Despojos es una copa amarga, de una agrura insoportable para muchos paladares. Antes de apurarla, acerquen la nariz y, por decirlo con el verso de Luis Alberto de Cuenca, apreciarán aquel ácido aroma de martirio. Si en Tránsito se decía que muchos matrimonios funcionan “gracias a la suspensión de la incredulidad”, Despojos es una tentativa de descorrer el velo. Dispara al feminismo, arguyendo que los suyos son los valores patriarcales “travestidos” (“triunfar, ganar, proveer”) y que una mujer “debería ser algo más que una burda impostora”. Dispara a la madre trabajadora (“un hombre en cuerpo de mujer”, como Clitemnestra al tomar las riendas del palacio, después de matar a Agamenón) y a la madre no trabajadora (que enarbola excusas defensivas para no ser tomada por perezosa o falta de ambición). Y dispara a la familia. Esta es, a su juicio, una impostura basada en la “maternidad sagrada” y la “masculinidad cobarde”, que funciona como “una casa en mitad del paisaje: refugio y prisión al mismo tiempo”. Cusk mantiene la cazoleta llena de pólvora durante casi doscientas páginas y, afianzándose sobre las ruinas de su vida familiar, tira a dar.
Busquen en la mesa de novedades quienes prefieran tragos más dulzones: tienen mucho para elegir. Desde un punto vitivinícola y enológico, puede que ese caldo sea pobre. ¿Acaso importa? No hay vino tan malo que medio litro de cocacola no convierta en un bebistrajo para todos los públicos. Cusk no lo es. Sospecho que solo los “lectores gatunos”, por decirlo con Beatriz Manjón, que no se contentan con caricias y que valoran las obras “no por afinidad, sino por finura”, sabrán apreciar esta.
La trilogía compuesta por A contraluz (2014) Tránsito (2016) y Prestigio (2018) es, a mi juicio, la obra más estimulante de la década. Quizá Cusk no haya reinventado la novela, pero sí una autoficción que periclitaba. Es como si, tras la catástrofe personal de Despojos (2012), hubiera decidido acapullarse en un sueño hibernal. A partir de entonces, su voz desaparece. Para conocer a Faye, su protagonista, hay que atender a quienes la rodean. Su figura se recorta sobre el telón de fondo de las voces boquirrubias y narcisistas de los demás.
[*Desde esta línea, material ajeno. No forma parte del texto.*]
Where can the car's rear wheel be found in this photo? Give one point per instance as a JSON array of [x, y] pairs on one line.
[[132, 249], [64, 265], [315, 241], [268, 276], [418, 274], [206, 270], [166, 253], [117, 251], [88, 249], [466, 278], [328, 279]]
Con su técnica, que Aloma Rodríguez ha definido como “el arte de iluminar el vacío”, sucede como con todos los grandes hallazgos: parece que siempre hubiera estado ahí.
Es fácil caer en la tentación psicoanalítica al advertir de los cambios que se operan a lo largo de la trilogía, “como si hubiera molestado a un animal dormido en su guarida”. Si esta es una catábasis (una suerte de ascensus ab inferis, el regreso pleno a la exterioridad), la crisis que la precedió sería una anábasis (esto es, un camino hacia el interior, el descensus ad inferos). Despojos, la obra que lo inició todo, es una parábasis. Dicho concepto aludía en la comedia griega al momento en que cesaba la ficción y los miembros del coro se quitaban las máscaras. Pudiendo libar el néctar, Cusk decide extraer el acíbar. No hay espacio para fabular. Solo queda exponer los hechos.